The Mayo Clinic describes irritable bowel syndrome (IBS) as a common disorder that affects the large intestine. The signs and symptoms of IBS include cramping, abdominal pain, bloating, gas, and diarrhea or constipation, or both. If you have been diagnosed with IBS and are unable to work as a result of your symptoms, you may be eligible for disability benefits.
To qualify for disability benefits, you must have evidence that your symptoms have lasted for a period of at least 12 months. Moreover, the evidence must indicate that your symptoms are severe enough to prevent you from performing full-time work. A mere diagnosis of IBS will be insufficient in this regard. Evidence that you will suffer from abdominal pain or cramping or that you will require frequent bathroom breaks will be helpful to show that your IBS will interfere to a degree that precludes full-time work. Also, having a history of flare ups each month can be used to demonstrate that you would have multiple absences each month. If you will need to take days off from work each month because of your symptoms or spend too much time off-task because of your symptoms, you may be found disabled regardless of the work activities you are otherwise capable of performing.

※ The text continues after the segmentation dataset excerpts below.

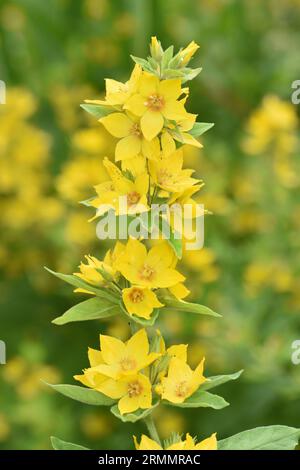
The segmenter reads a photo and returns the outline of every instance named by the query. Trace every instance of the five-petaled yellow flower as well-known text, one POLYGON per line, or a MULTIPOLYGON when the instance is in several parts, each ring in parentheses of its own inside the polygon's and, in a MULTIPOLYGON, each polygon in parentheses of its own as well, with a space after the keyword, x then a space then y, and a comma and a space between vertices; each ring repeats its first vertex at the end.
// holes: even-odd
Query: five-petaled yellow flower
POLYGON ((161 379, 156 387, 164 400, 171 403, 183 403, 207 379, 203 376, 204 358, 195 370, 192 370, 185 360, 172 357, 169 364, 168 375, 161 379))
POLYGON ((138 409, 146 410, 152 406, 151 383, 146 375, 138 373, 125 375, 118 380, 108 379, 99 385, 104 395, 119 400, 120 413, 133 413, 138 409))
POLYGON ((198 443, 187 433, 184 441, 180 439, 164 448, 145 434, 142 435, 140 443, 135 436, 133 441, 136 450, 217 450, 218 448, 216 433, 198 443))
POLYGON ((127 312, 149 319, 155 308, 163 307, 153 291, 147 287, 132 286, 122 291, 122 298, 127 312))
POLYGON ((100 119, 110 134, 117 137, 116 161, 127 160, 136 155, 156 158, 159 155, 159 141, 156 137, 151 142, 146 140, 140 128, 140 119, 130 113, 112 113, 100 119))
POLYGON ((101 350, 89 349, 91 367, 74 378, 87 387, 119 400, 121 414, 147 409, 152 404, 152 386, 140 371, 153 363, 160 353, 149 353, 145 329, 139 330, 126 343, 100 335, 101 350))
POLYGON ((126 343, 112 336, 100 335, 100 347, 103 364, 99 364, 98 371, 114 379, 136 374, 160 356, 160 353, 149 353, 145 329, 139 330, 126 343))
POLYGON ((142 72, 133 94, 124 108, 141 117, 141 130, 147 140, 156 137, 164 126, 164 120, 186 118, 184 104, 178 101, 182 95, 181 80, 159 80, 158 77, 142 72))
POLYGON ((182 165, 182 149, 176 150, 168 158, 162 154, 159 159, 151 160, 149 171, 153 182, 165 191, 172 193, 180 193, 191 188, 199 180, 191 177, 194 170, 183 170, 182 165))
POLYGON ((103 164, 111 181, 100 183, 95 187, 97 197, 90 203, 97 209, 93 219, 110 209, 114 209, 116 214, 136 214, 147 211, 148 174, 141 173, 132 181, 126 178, 121 170, 107 158, 104 159, 103 164))
POLYGON ((130 239, 120 256, 118 269, 132 284, 155 289, 184 281, 184 276, 172 267, 173 263, 174 253, 166 241, 147 252, 143 243, 130 239))

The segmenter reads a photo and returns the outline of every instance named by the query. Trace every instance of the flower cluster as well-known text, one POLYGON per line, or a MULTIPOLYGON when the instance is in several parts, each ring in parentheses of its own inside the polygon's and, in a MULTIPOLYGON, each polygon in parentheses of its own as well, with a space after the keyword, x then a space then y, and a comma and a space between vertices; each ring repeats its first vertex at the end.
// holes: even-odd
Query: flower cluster
POLYGON ((166 349, 159 333, 155 339, 150 352, 144 328, 126 343, 100 335, 100 350, 88 350, 91 367, 75 379, 118 400, 121 415, 149 409, 160 399, 183 403, 207 380, 204 359, 193 371, 187 364, 187 345, 166 349))
MULTIPOLYGON (((187 67, 197 49, 197 44, 192 42, 174 55, 173 47, 163 50, 160 42, 152 38, 151 57, 147 60, 133 57, 136 65, 126 83, 108 79, 105 98, 88 100, 82 105, 117 139, 115 163, 107 158, 103 160, 109 179, 95 187, 96 197, 84 201, 85 205, 97 209, 95 217, 102 217, 108 211, 123 216, 121 196, 127 201, 125 215, 134 220, 142 212, 150 211, 153 202, 164 201, 170 205, 176 201, 180 205, 189 201, 193 205, 192 196, 202 187, 202 182, 192 177, 192 170, 183 168, 183 148, 200 147, 196 137, 212 126, 197 123, 197 116, 188 113, 185 107, 189 90, 182 84, 200 71, 187 67)), ((111 413, 123 422, 143 420, 150 437, 142 435, 140 443, 134 437, 139 450, 215 450, 237 445, 245 448, 252 431, 218 443, 216 433, 199 443, 188 433, 185 439, 173 433, 163 443, 158 435, 153 412, 160 404, 222 409, 228 403, 208 390, 235 380, 242 373, 206 377, 204 357, 198 358, 196 367, 191 368, 188 345, 167 347, 160 331, 151 328, 161 310, 169 315, 178 311, 219 316, 206 306, 183 300, 189 290, 177 264, 185 253, 185 240, 175 239, 174 231, 169 238, 162 236, 162 222, 161 219, 155 227, 160 237, 151 245, 141 235, 128 236, 124 242, 118 240, 103 260, 86 256, 86 262, 73 275, 51 271, 74 286, 76 292, 92 295, 53 320, 55 324, 118 315, 131 327, 126 342, 100 334, 100 349, 88 349, 90 367, 74 376, 84 387, 53 385, 53 388, 83 403, 110 406, 111 413)), ((170 222, 170 225, 174 230, 174 224, 170 222)), ((212 257, 207 255, 206 263, 211 263, 212 257)), ((256 448, 261 445, 265 429, 253 430, 253 448, 255 439, 259 442, 256 448)), ((273 436, 276 432, 297 434, 288 428, 271 430, 273 436)), ((274 442, 278 443, 278 439, 274 438, 274 442)), ((290 438, 288 446, 294 444, 295 437, 290 438)), ((53 445, 82 449, 57 438, 53 445)), ((272 445, 266 448, 278 444, 272 445)))

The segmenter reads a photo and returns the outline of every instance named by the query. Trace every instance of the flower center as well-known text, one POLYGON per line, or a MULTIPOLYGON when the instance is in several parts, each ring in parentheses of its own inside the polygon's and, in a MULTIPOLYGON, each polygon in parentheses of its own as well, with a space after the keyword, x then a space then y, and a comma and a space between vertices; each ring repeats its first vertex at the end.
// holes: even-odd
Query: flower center
POLYGON ((165 184, 170 181, 172 173, 170 173, 166 168, 160 170, 157 174, 158 184, 165 184))
POLYGON ((147 106, 147 108, 151 109, 152 111, 160 111, 164 105, 164 97, 160 95, 150 95, 145 102, 145 106, 147 106))
POLYGON ((127 204, 129 206, 133 206, 137 204, 140 200, 141 195, 136 191, 132 191, 132 193, 127 194, 127 204))
POLYGON ((130 292, 129 298, 131 302, 133 302, 134 304, 138 304, 139 302, 142 302, 144 300, 144 292, 142 291, 142 289, 134 288, 130 292))
POLYGON ((186 395, 188 394, 188 391, 189 391, 189 387, 188 387, 186 380, 183 380, 182 382, 179 382, 178 384, 176 384, 175 394, 178 397, 186 397, 186 395))
POLYGON ((130 357, 125 357, 120 361, 121 369, 126 370, 134 370, 136 368, 136 361, 134 359, 130 359, 130 357))
POLYGON ((144 264, 144 266, 140 270, 140 278, 146 281, 151 281, 154 277, 154 274, 155 274, 154 269, 148 264, 144 264))
POLYGON ((140 382, 130 382, 128 384, 128 395, 130 398, 138 397, 143 391, 143 387, 140 382))
POLYGON ((130 129, 130 134, 135 135, 136 137, 142 136, 142 131, 138 123, 133 124, 132 128, 130 129))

The Social Security Administration will not award benefits based solely on your word or testimony regarding your symptoms. Objective medical evidence supporting your claims is extremely important. It is important to see your health care providers regularly and to make them fully aware of your symptoms. Your medical records will also demonstrate that you are doing the best you can to try to manage your symptoms. It is also important to work with your attorney to make sure that all evidence documenting your IBS symptoms and treatment is submitted to the Social Security Administration. The assistance of a skilled disability attorney can maximize your chances of achieving a favorable result. If your case goes to a hearing before a disability judge, it is important that you are completely forthcoming about the full extent of your symptoms and the manner in which they affect you.